Women with state medical cards who use marijuana during pregnancy can’t be prosecuted for child neglect, the Oklahoma Court of Criminal Appeals ruled Thursday.
Amanda Aguilar has been waiting nearly four years for the ruling. She was charged with felony child neglect in Kay County in 2020 after her son tested positive for marijuana at birth, but fought her charge. A single mother of five, the case has caused her endless worry and to lose job opportunities, she said.
“I might have actually laid down if this had been a fight over any other thing,” Aguilar said Thursday after learning the court had ruled in her favor. “But because it was over my kids, that was the reason I didn’t give up.”
Aguilar’s case was first featured in a 2022 story by The Frontier and The Marshall Project. She used medical marijuana to treat severe morning sickness during her pregnancy. Aguilar had a doctor- approved state license to use it and her son was born healthy. But the hospital reported her to child welfare workers, who handed over her baby’s drug test results to police.
The ruling sets a new legal precedent in Oklahoma, where a growing number of women have faced child neglect charges for using marijuana during their pregnancies, even when they have a license from the state to use it legally.

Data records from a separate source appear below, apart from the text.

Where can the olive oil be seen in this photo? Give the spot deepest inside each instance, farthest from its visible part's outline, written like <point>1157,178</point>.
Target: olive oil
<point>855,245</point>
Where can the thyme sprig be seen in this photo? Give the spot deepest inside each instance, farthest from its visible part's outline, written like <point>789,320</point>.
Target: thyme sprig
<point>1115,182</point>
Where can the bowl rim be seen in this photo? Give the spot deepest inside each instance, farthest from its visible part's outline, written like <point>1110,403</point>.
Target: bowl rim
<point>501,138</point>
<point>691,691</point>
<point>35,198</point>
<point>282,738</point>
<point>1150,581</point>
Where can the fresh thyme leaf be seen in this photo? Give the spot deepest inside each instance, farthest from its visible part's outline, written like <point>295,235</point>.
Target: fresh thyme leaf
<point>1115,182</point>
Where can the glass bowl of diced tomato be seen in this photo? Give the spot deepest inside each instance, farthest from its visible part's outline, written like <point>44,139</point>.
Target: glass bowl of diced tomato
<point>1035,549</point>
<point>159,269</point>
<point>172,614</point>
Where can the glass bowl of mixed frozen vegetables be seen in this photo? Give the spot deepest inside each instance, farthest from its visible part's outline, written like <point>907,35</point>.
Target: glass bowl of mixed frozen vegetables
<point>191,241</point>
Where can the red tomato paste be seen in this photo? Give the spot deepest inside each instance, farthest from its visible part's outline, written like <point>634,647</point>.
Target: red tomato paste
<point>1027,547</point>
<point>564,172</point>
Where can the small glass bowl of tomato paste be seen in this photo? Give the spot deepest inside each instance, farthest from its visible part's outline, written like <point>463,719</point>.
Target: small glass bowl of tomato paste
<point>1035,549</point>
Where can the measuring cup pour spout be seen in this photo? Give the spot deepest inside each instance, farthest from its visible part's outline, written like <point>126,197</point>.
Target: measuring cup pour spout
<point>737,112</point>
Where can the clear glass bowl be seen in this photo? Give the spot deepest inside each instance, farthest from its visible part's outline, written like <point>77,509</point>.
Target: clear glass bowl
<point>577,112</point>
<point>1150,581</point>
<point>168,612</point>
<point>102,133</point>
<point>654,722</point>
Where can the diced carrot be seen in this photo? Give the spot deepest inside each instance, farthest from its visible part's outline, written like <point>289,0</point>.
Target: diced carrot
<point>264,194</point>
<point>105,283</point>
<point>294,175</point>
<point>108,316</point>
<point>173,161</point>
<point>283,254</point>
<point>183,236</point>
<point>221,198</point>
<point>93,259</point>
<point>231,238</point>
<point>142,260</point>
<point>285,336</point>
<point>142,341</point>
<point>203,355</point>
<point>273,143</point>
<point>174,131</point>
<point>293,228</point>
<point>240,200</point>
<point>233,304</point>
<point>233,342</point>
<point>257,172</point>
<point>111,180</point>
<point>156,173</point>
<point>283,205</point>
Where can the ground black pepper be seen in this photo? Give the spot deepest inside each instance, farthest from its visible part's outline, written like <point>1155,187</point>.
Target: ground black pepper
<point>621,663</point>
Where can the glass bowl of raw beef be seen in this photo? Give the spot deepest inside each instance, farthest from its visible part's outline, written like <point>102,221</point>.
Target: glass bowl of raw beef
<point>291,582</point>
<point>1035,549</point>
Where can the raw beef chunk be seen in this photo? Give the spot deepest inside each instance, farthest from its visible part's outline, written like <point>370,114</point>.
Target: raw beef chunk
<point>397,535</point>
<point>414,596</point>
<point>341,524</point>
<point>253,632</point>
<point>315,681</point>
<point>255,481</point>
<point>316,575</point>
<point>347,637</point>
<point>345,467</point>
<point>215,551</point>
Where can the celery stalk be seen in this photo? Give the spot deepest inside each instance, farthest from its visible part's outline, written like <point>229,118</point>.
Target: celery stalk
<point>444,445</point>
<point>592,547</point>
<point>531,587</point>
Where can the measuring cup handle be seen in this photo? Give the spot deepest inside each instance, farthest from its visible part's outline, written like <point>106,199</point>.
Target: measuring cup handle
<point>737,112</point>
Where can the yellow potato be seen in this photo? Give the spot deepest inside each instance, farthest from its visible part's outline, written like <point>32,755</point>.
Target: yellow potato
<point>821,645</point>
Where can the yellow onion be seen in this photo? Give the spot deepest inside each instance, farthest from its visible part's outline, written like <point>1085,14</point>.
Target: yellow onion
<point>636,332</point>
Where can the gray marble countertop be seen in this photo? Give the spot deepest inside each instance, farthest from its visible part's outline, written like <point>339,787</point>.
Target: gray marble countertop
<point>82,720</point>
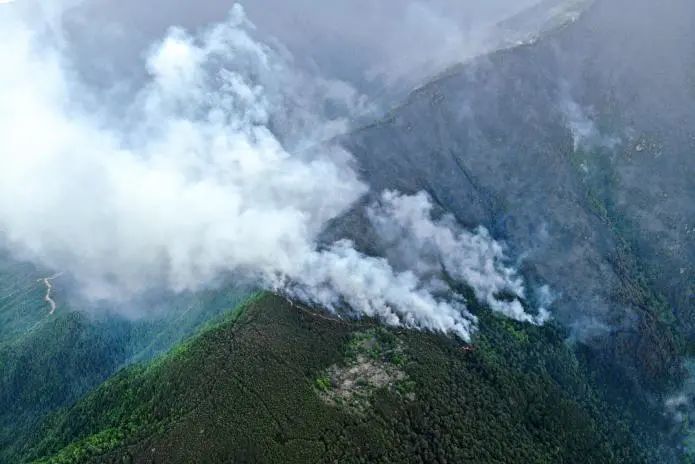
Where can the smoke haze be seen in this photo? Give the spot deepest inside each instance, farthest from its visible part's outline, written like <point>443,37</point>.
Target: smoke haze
<point>208,171</point>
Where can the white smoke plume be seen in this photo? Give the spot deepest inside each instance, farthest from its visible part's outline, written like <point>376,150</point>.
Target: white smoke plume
<point>207,173</point>
<point>427,246</point>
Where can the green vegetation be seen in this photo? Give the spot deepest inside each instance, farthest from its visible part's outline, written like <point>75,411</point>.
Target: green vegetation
<point>250,389</point>
<point>50,361</point>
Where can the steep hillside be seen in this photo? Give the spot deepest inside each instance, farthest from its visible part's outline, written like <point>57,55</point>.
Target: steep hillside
<point>48,361</point>
<point>278,382</point>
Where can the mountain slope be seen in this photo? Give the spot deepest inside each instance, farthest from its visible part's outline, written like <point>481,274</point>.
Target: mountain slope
<point>48,361</point>
<point>278,382</point>
<point>577,150</point>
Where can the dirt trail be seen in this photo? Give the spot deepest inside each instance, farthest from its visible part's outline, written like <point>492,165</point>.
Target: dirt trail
<point>49,288</point>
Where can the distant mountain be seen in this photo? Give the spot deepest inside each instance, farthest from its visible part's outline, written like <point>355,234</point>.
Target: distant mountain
<point>576,148</point>
<point>48,361</point>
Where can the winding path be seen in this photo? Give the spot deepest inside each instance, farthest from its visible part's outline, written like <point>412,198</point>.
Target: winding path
<point>49,288</point>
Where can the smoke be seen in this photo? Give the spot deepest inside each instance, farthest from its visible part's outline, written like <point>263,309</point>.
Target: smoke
<point>439,250</point>
<point>209,173</point>
<point>383,47</point>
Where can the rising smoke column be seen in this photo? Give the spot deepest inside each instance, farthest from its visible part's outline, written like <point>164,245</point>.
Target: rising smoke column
<point>206,173</point>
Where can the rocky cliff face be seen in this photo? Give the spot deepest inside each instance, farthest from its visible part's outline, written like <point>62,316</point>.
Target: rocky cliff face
<point>578,150</point>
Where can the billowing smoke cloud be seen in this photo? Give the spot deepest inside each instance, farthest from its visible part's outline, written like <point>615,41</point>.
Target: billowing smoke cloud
<point>384,47</point>
<point>207,172</point>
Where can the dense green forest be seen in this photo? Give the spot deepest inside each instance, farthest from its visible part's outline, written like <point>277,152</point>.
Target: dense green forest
<point>278,382</point>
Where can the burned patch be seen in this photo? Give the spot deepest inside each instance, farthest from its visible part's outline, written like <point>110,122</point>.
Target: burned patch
<point>374,360</point>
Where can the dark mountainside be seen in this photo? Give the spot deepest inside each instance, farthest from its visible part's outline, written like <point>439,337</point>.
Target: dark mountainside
<point>608,222</point>
<point>49,361</point>
<point>279,382</point>
<point>576,149</point>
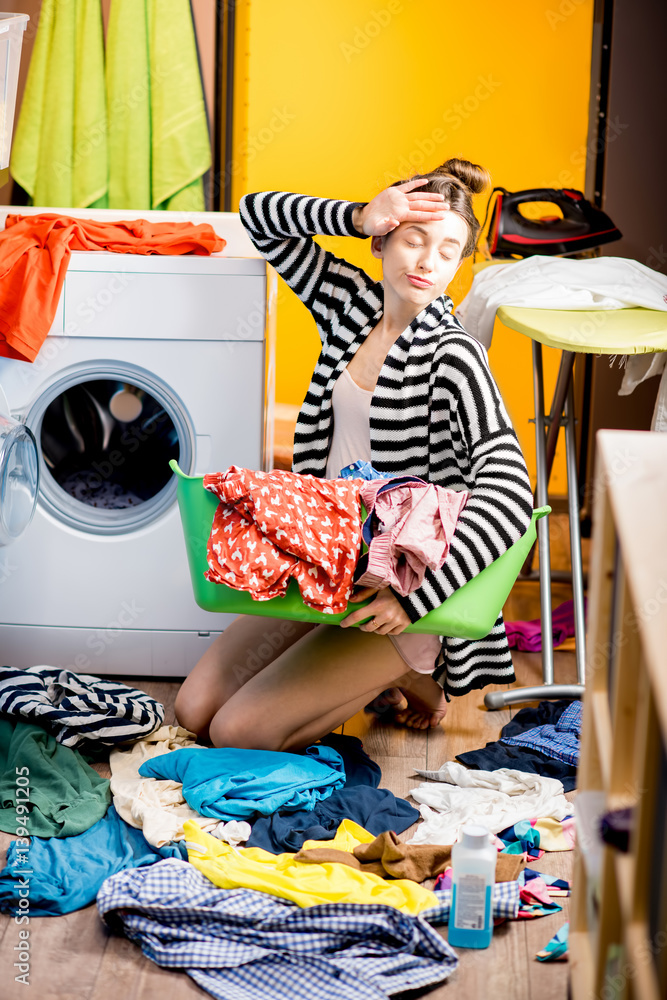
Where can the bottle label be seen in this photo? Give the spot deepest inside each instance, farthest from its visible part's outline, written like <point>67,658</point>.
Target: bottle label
<point>470,902</point>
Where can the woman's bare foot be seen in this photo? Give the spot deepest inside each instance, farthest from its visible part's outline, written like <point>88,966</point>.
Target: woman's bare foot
<point>419,703</point>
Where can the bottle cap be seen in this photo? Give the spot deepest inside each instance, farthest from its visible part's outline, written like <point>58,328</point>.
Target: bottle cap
<point>474,836</point>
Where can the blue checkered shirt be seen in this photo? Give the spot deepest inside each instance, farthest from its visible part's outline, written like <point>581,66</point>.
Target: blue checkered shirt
<point>561,740</point>
<point>239,944</point>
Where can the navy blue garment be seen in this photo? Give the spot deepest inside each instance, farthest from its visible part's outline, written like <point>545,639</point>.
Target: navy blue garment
<point>360,769</point>
<point>376,809</point>
<point>63,874</point>
<point>496,754</point>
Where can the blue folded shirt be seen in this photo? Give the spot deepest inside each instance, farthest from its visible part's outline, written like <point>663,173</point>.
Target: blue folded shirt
<point>231,783</point>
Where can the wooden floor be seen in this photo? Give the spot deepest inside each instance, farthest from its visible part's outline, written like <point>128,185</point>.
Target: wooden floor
<point>75,958</point>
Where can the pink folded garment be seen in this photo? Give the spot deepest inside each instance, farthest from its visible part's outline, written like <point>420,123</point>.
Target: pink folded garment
<point>415,524</point>
<point>527,636</point>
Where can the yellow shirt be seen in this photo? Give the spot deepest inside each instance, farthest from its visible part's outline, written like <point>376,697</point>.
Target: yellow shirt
<point>303,883</point>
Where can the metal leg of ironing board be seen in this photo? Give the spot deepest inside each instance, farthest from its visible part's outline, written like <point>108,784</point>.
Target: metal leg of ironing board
<point>563,382</point>
<point>575,537</point>
<point>500,699</point>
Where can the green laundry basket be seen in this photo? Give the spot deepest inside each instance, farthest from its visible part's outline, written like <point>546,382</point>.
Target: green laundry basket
<point>470,613</point>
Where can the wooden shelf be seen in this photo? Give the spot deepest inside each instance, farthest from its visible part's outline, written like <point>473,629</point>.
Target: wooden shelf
<point>620,920</point>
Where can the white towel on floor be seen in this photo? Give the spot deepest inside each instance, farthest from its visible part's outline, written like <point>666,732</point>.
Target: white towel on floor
<point>494,799</point>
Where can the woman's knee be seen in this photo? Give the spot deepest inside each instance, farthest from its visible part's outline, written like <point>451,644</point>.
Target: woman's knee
<point>231,727</point>
<point>188,713</point>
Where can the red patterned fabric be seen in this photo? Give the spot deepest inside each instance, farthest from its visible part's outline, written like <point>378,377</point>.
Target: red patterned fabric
<point>271,526</point>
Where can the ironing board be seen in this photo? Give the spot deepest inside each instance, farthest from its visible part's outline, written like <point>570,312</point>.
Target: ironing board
<point>615,331</point>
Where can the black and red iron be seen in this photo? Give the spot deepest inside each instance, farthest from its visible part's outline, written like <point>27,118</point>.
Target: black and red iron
<point>581,226</point>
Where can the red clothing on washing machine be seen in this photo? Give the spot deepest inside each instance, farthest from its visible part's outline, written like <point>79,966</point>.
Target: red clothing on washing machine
<point>271,526</point>
<point>34,254</point>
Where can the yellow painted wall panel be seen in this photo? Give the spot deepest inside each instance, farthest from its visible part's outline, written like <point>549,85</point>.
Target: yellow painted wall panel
<point>342,97</point>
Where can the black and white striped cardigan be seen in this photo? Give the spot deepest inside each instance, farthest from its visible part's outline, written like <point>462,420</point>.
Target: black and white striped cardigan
<point>436,411</point>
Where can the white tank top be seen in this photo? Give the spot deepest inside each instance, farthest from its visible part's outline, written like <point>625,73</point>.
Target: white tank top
<point>351,439</point>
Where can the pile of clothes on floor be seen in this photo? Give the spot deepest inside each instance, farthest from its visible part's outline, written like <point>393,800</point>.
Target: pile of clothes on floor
<point>323,898</point>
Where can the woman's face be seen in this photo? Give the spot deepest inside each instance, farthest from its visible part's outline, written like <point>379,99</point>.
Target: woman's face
<point>419,259</point>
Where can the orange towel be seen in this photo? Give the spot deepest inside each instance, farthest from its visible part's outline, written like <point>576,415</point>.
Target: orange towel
<point>34,254</point>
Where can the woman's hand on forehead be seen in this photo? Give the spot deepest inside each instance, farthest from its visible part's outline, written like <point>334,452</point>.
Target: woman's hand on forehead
<point>398,204</point>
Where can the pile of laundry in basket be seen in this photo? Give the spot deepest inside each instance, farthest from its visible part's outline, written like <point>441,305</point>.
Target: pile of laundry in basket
<point>323,895</point>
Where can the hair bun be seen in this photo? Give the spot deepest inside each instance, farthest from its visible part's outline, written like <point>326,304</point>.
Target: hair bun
<point>470,175</point>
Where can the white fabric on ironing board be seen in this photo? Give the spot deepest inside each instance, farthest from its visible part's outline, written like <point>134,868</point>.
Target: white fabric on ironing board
<point>541,282</point>
<point>638,368</point>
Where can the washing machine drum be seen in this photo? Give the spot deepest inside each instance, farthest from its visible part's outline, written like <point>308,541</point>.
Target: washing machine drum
<point>105,446</point>
<point>19,476</point>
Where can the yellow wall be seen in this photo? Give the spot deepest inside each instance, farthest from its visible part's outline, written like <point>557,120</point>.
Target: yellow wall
<point>338,98</point>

Aguilar said she’s glad the decision will make a difference in the lives of other mothers facing criminal charges. The Frontier and The Marshall Project reported earlier this year that most women who are prosecuted are too poor to afford their own attorneys and that the cases hinge mostly on information gathered by child welfare workers. Most women accept plea agreements in exchange for probation.
“There’s so many moms that are going to take these charges just because they’re terrified,” Aguilar said.
The court ruled that it does not condone marijuana use for pregnant women, but that it’s legal in Oklahoma.
“For us to find that Aguilar’s marijuana use, fully authorized by her medical marijuana card, became illegal due to her pregnancy, would require us to rewrite the statutes in a way we simply do not think is appropriate for courts to do,” Presiding Judge Scott Rowland wrote in the court’s majority opinion.
The court urged the Legislature to consider changing the law to allow women to be criminally charged.
Two judges dissented, arguing that Aguilar’s unborn son did not have his own medical marijuana license and that it was not the intent of voters or the Legislature to allow unborn children to be exposed to the drug when they passed medical marijuana laws.
Aguilar’s case was one of at least five in the past year that Kay County judges threw out after defense attorneys argued that medical marijuana is legal in Oklahoma and that the women hadn’t committed a crime. Kay County District Attorney Brian Hermanson has prosecuted dozens of women in his district for child neglect after they used drugs during pregnancy, many for using medical marijuana.
Hermanson appealed Aguilar’s and another woman’s case, arguing the mothers broke the law because their unborn children did not have their own, separate licenses to use medical marijuana. The Frontier has reached out to Hermanson’s office for comment.